In recent years, artificial intelligence (AI) has emerged as a key technology driving innovation across diverse industries, including architecture; however, its practical application in the architectural domain remains limited. One of the main causes ...
In recent years, artificial intelligence (AI) has emerged as a key technology driving innovation across diverse industries, including architecture; however, its practical application in the architectural domain remains limited. One of the main causes is the lack of high-quality training datasets and insufficient quality management. The performance of AI models depends heavily on the scale, precision, and annotation accuracy of datasets, yet architectural data are difficult to publish or share due to copyright restrictions and domain-specific complexity, often existing in irregular formats.

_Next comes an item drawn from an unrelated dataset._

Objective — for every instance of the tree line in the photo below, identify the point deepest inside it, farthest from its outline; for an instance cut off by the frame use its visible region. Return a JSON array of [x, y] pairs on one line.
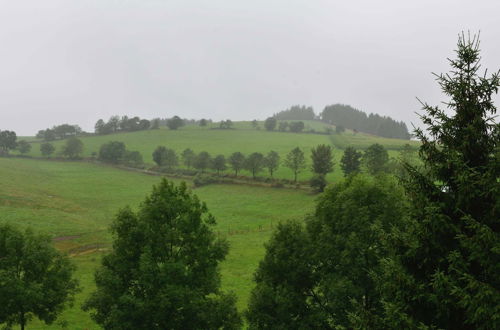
[[349, 117], [377, 253]]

Accordingly, this study aims to systematically collect, classify, and analyze visual datasets applicable to AI training and benchmarking in architecture, in order to clarify their structural typologies and practical characteristics.
Following the PRISMA 2020 guidelines, a systematic literature review was conducted on major academic publications and web resources from 2005 to 2025. Out of 778 identified studies, 53 datasets related to architectural visual data were selected and analyzed using standardized indicators such as modality (photo, drawing, 3D), annotation type, data scale, accessibility, and application domain. As a result, architectural visual datasets were categorized into three primary modalities and eight subtypes. Photo-based datasets were divided into single-view, panoramic, and aerial imagery; drawing-based datasets were grouped into raster and vector formats; and 3D datasets were classified into depth-based views, geometric models, and attribute-based models.
By type, photo datasets are primarily used for object detection and style classification tasks, while drawing datasets serve as key resources for floor-plan recognition, generation, and object detection. Three-dimensional datasets are widely used for spatial understanding, simulation, and performance evaluation but face limitations in accessibility and standardization. Among these, BIM/IFC-based attribute models possess the highest potential but remain restricted by copyright and file-format compatibility issues.
This study moves beyond previous works that focused solely on individual dataset reports or case-specific utilization by providing a structural and quantitative comparison across dataset types. It proposes a standardized taxonomy and comparative indicators to help researchers and practitioners select datasets appropriate to their objectives. The findings contribute academic foundations for the systematic construction, sharing, and evaluation of architectural AI datasets and may serve as a reference framework for establishing a national-level architectural data hub and AI training infrastructure in the future.